"You admit it, then?"

"I admit nothing. I neither confirm nor deny. I don't know."

"But we came out here to arrange it. Or don't you remember that, either?"

"I fancied it was because you wished to smoke."

"God!" he exclaimed suddenly. "How can you be so bitterly cruel!"

She may have been a reincarnated tigress—in after years there was a man who always declared so—and then again she may not. It is quite possible that circumstance and environment made her what she was.

Certainly at heart Nina Darling was not a bad woman. There were times when she tried very hard to be a very good woman according to her lights. And yet, somehow, somewhere within her she seemed to possess a faculty for making men wretched.

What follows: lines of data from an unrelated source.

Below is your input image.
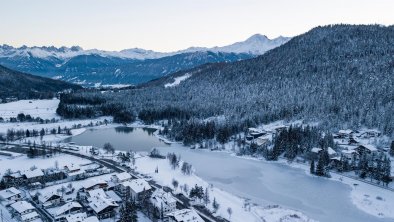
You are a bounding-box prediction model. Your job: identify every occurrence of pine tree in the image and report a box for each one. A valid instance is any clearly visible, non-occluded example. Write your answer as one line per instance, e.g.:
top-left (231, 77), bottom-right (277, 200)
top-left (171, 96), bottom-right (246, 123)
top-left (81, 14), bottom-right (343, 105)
top-left (316, 157), bottom-right (326, 176)
top-left (212, 198), bottom-right (220, 213)
top-left (309, 160), bottom-right (315, 174)
top-left (119, 200), bottom-right (138, 222)
top-left (203, 187), bottom-right (210, 206)
top-left (382, 157), bottom-right (391, 186)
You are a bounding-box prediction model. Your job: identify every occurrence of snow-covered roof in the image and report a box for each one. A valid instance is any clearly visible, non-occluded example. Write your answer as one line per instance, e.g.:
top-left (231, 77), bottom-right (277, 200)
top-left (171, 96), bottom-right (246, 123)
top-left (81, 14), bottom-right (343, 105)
top-left (83, 216), bottom-right (99, 222)
top-left (150, 189), bottom-right (176, 208)
top-left (21, 211), bottom-right (39, 221)
top-left (311, 147), bottom-right (322, 153)
top-left (23, 169), bottom-right (44, 179)
top-left (167, 209), bottom-right (204, 222)
top-left (327, 147), bottom-right (337, 155)
top-left (9, 172), bottom-right (22, 178)
top-left (122, 179), bottom-right (152, 193)
top-left (88, 189), bottom-right (107, 197)
top-left (67, 170), bottom-right (86, 177)
top-left (105, 190), bottom-right (122, 202)
top-left (83, 179), bottom-right (107, 189)
top-left (11, 200), bottom-right (35, 213)
top-left (113, 172), bottom-right (131, 181)
top-left (88, 189), bottom-right (118, 213)
top-left (360, 144), bottom-right (378, 152)
top-left (56, 201), bottom-right (82, 216)
top-left (38, 190), bottom-right (60, 203)
top-left (338, 129), bottom-right (353, 134)
top-left (64, 164), bottom-right (81, 171)
top-left (66, 213), bottom-right (86, 222)
top-left (0, 187), bottom-right (21, 199)
top-left (342, 150), bottom-right (356, 154)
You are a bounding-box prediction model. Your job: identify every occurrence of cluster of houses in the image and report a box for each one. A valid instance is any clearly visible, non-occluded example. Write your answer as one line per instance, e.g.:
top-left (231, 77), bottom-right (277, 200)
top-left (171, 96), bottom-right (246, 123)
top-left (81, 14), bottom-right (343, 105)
top-left (246, 125), bottom-right (288, 147)
top-left (333, 130), bottom-right (387, 160)
top-left (0, 187), bottom-right (41, 222)
top-left (2, 162), bottom-right (111, 189)
top-left (0, 172), bottom-right (203, 222)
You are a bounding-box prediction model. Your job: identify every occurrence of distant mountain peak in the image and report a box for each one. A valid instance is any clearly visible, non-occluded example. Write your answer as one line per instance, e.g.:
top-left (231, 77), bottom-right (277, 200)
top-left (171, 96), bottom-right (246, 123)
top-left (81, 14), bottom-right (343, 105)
top-left (245, 33), bottom-right (270, 42)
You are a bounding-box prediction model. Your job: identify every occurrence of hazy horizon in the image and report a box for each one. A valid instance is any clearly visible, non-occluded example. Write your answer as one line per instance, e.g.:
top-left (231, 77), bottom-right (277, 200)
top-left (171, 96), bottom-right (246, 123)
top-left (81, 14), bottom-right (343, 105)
top-left (0, 0), bottom-right (394, 52)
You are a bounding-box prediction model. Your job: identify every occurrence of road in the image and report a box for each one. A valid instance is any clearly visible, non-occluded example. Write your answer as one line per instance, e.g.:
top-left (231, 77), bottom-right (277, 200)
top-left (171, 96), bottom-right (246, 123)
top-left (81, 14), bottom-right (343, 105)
top-left (0, 143), bottom-right (223, 222)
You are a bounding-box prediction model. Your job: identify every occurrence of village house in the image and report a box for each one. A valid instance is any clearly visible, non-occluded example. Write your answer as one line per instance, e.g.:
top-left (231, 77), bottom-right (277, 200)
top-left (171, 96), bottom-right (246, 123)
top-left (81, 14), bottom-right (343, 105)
top-left (255, 136), bottom-right (270, 147)
top-left (38, 191), bottom-right (63, 208)
top-left (51, 201), bottom-right (82, 222)
top-left (118, 179), bottom-right (152, 201)
top-left (327, 147), bottom-right (338, 158)
top-left (355, 145), bottom-right (378, 155)
top-left (64, 163), bottom-right (81, 173)
top-left (359, 130), bottom-right (381, 139)
top-left (83, 179), bottom-right (108, 193)
top-left (336, 129), bottom-right (354, 139)
top-left (149, 189), bottom-right (176, 215)
top-left (246, 128), bottom-right (267, 140)
top-left (3, 172), bottom-right (24, 185)
top-left (348, 137), bottom-right (360, 145)
top-left (105, 190), bottom-right (123, 204)
top-left (341, 149), bottom-right (359, 160)
top-left (87, 189), bottom-right (119, 220)
top-left (167, 209), bottom-right (204, 222)
top-left (66, 213), bottom-right (99, 222)
top-left (0, 187), bottom-right (21, 206)
top-left (10, 200), bottom-right (40, 222)
top-left (23, 169), bottom-right (44, 183)
top-left (111, 172), bottom-right (132, 183)
top-left (309, 147), bottom-right (323, 160)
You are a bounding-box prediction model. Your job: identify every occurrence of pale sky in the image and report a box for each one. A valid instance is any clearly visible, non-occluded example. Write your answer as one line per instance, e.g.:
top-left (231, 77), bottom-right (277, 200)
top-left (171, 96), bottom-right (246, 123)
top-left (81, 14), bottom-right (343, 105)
top-left (0, 0), bottom-right (394, 51)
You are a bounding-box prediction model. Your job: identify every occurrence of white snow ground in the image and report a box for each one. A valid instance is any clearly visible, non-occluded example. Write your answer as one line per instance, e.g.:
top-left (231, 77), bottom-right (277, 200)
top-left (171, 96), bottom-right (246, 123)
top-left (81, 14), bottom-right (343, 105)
top-left (164, 73), bottom-right (192, 88)
top-left (136, 157), bottom-right (312, 222)
top-left (0, 99), bottom-right (60, 119)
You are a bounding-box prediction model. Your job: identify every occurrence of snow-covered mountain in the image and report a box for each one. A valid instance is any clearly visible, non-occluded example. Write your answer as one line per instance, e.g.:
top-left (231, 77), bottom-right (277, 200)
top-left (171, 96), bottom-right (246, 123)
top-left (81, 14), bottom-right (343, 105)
top-left (182, 34), bottom-right (291, 55)
top-left (0, 34), bottom-right (289, 85)
top-left (0, 34), bottom-right (290, 60)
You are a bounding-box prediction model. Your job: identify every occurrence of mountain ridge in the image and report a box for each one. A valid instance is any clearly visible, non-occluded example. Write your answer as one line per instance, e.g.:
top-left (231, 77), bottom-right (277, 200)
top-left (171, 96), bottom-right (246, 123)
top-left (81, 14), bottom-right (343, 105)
top-left (0, 65), bottom-right (82, 101)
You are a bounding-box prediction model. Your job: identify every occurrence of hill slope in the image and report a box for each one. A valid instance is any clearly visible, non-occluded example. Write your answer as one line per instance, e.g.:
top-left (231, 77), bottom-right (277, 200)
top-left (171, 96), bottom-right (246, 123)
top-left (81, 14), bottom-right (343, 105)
top-left (0, 66), bottom-right (82, 100)
top-left (0, 35), bottom-right (289, 85)
top-left (58, 25), bottom-right (394, 135)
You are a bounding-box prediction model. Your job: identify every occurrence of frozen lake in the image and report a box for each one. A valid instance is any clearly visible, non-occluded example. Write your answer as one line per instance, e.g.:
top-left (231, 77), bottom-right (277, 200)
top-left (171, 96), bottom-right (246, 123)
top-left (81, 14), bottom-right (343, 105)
top-left (64, 127), bottom-right (169, 152)
top-left (67, 128), bottom-right (393, 222)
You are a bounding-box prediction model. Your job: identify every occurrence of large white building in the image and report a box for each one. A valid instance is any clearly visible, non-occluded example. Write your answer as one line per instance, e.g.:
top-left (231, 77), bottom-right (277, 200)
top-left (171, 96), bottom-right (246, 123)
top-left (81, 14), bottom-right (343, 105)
top-left (167, 209), bottom-right (204, 222)
top-left (150, 189), bottom-right (176, 215)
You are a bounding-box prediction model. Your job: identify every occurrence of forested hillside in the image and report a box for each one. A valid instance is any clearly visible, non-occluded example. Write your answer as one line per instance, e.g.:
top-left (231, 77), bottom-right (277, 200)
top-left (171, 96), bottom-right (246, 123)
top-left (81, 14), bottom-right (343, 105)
top-left (58, 25), bottom-right (394, 139)
top-left (0, 66), bottom-right (82, 101)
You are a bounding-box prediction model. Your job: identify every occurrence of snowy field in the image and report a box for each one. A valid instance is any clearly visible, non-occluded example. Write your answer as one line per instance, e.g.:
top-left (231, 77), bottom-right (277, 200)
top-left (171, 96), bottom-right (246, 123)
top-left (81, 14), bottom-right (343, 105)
top-left (0, 154), bottom-right (90, 177)
top-left (136, 157), bottom-right (313, 222)
top-left (0, 99), bottom-right (59, 119)
top-left (280, 160), bottom-right (394, 219)
top-left (164, 73), bottom-right (192, 88)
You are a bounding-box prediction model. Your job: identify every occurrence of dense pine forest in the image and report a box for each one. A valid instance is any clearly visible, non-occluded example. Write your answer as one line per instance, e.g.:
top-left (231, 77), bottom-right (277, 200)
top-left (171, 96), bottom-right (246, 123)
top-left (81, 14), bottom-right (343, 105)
top-left (59, 25), bottom-right (394, 140)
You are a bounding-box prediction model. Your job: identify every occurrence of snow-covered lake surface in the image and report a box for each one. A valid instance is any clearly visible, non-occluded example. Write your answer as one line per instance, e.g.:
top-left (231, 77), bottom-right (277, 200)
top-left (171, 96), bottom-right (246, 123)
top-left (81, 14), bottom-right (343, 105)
top-left (157, 145), bottom-right (393, 222)
top-left (64, 126), bottom-right (168, 152)
top-left (63, 128), bottom-right (393, 222)
top-left (0, 99), bottom-right (59, 119)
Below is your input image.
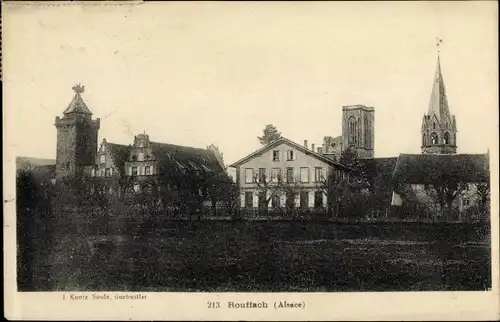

The world—or a very large part of it—regarded it as an insatiable craving, an unappeasable appetite—a sort of lust for personal aggrandizement, growing out of personal vanity. But then the world knew nothing of Nina Darling's secret—which made all the difference.

For right judgment a few facts will not serve. Unless we have them all we are likely to fall into error. To argue from effect back to cause is a very risky undertaking. And that was what most people did in Nina Darling's case.

Young Gerald Andrews, of the civil service, the most recent victim, whom she had had in leading strings ever since he came to Simla, fancied her from the very first the most beautiful creature he had ever seen.